A história das cidades mostra que o desenvolvimento de uma cultura ecológica urbana não depende de localização geográfica, tempo de fundação ou número de habitantes. Nessa avaliação de grandeza, Curitiba (Brasil), Estocolmo (Suécia), Berlim (Alemanha) ou a cidade-estado de Singapura estão na mesma sintonia de lugares que colhem benefícios do verde em sua extensão de lazer, estética, qualidade ambiental e bem-estar da população.

Incêndio no Parque Ecológico do Cocó, em Fortaleza. Foto: Aurélio Alves/OPOVO+

Fortaleza também poderia ter um patrimônio natural respeitável e voltado para usos da coletividade. No entanto, o Parque do Cocó, por exemplo, é uma área pública permanentemente cobiçada e lentamente invadida em função de interesses particulares. Deve ainda estar aí não apenas porque tem uma lei de proteção, mas porque é predominantemente um mangue, e é caro aterrar e construir sobre solo lamacento. Por ter sua área degradada pelo incêndio próxima de arruamentos, com presença constante de lixo, talvez seja conveniente perguntar o que ali um dia vingará: novas árvores ou novos prédios?

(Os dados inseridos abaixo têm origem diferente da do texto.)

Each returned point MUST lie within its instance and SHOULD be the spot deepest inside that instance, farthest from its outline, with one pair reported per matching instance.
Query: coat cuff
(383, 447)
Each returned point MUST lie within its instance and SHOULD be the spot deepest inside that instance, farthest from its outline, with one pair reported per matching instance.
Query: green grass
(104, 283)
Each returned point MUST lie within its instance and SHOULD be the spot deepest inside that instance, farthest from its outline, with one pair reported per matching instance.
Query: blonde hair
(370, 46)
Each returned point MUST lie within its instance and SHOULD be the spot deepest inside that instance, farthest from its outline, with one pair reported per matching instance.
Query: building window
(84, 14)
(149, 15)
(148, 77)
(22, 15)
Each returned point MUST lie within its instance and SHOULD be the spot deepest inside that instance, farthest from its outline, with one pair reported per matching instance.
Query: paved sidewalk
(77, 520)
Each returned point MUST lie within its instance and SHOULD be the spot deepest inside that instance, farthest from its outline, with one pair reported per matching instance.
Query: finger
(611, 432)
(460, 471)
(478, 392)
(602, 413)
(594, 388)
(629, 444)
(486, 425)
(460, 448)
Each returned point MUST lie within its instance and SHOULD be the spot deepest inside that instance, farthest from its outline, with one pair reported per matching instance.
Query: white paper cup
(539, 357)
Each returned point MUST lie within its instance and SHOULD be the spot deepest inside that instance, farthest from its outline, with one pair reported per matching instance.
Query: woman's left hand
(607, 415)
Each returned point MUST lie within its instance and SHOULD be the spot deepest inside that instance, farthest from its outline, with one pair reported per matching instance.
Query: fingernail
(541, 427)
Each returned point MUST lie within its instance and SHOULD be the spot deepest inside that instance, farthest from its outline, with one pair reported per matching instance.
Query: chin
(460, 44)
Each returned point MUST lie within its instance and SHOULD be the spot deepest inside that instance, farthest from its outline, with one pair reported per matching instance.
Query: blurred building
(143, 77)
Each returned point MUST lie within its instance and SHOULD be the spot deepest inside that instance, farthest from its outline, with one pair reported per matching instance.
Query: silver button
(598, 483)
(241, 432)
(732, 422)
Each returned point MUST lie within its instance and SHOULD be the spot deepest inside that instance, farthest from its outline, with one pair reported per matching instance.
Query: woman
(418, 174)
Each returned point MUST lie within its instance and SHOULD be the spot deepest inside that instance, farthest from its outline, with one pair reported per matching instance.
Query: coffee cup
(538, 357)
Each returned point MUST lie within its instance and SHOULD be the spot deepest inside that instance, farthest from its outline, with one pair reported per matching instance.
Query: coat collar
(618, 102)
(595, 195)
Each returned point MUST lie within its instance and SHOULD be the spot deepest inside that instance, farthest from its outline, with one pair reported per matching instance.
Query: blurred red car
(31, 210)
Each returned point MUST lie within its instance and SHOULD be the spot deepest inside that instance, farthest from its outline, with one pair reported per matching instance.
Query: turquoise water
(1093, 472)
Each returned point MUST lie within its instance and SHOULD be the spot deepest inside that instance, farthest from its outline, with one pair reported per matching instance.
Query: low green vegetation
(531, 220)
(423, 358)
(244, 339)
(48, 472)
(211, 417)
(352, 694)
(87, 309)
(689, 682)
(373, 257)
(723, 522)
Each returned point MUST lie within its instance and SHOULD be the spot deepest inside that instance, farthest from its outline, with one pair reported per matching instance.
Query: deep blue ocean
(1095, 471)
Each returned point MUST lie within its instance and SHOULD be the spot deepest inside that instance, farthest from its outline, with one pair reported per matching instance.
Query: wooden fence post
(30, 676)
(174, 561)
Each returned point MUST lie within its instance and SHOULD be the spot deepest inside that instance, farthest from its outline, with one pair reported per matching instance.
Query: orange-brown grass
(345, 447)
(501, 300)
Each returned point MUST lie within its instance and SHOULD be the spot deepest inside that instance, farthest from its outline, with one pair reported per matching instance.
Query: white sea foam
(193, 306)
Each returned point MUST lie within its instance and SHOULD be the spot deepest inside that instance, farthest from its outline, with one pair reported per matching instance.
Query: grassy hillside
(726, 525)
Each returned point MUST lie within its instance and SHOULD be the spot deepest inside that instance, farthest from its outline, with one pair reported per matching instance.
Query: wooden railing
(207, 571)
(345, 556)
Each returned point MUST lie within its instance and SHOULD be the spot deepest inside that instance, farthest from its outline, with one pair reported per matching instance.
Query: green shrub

No capítulo “O vento e a flor de seda”, do meu livro “Bulbrax – sociomorfologia cultural de Fortaleza” (Armazém da Cultura, 2017), ao tratar dos comportamentos que causam a destruição do verde na cidade, vou direto ao assunto: “A sanha imobiliária apaga paisagens de lugares especiais como o Parque Ecológico do Cocó que, dia após dia, vai sumindo entre prédios e mais prédios” (p. 204). Passado o incômodo da fumaça, poucas pessoas se dão conta de que quando um parque pega fogo, é o bem comum que queima.

No curto prazo das movimentações e acomodações políticas e ambientais, a capacidade reprodutiva das construtoras é maior do que a das matas. As árvores, diferentemente dos animais que abrigam, e que podem tentar fugir, embora nem sempre consigam, não têm pernas para andar, nem asas para voar ou mesmo barbatanas para nadar. As plantas se deslocam por meio de suas sementes, na ação dos pássaros, das abelhas, do vento e dos interesses humanos.

A crise climática está posta. A humanitária também. Isso amplia a importância que deve ser dada ao tema do verde em todo o mundo. Nos centros urbanos, então, é urgente que se devolva (ou desenvolva) o sentido de cidade, com bairros mais ecológicos, onde a apreciação do verde e o usufruto das sombras e do frescor das brisas possam ser compartilhados livremente. E que parques como o do rio Cocó sejam efetivamente protegidos e seguros como um bem essencial de Fortaleza.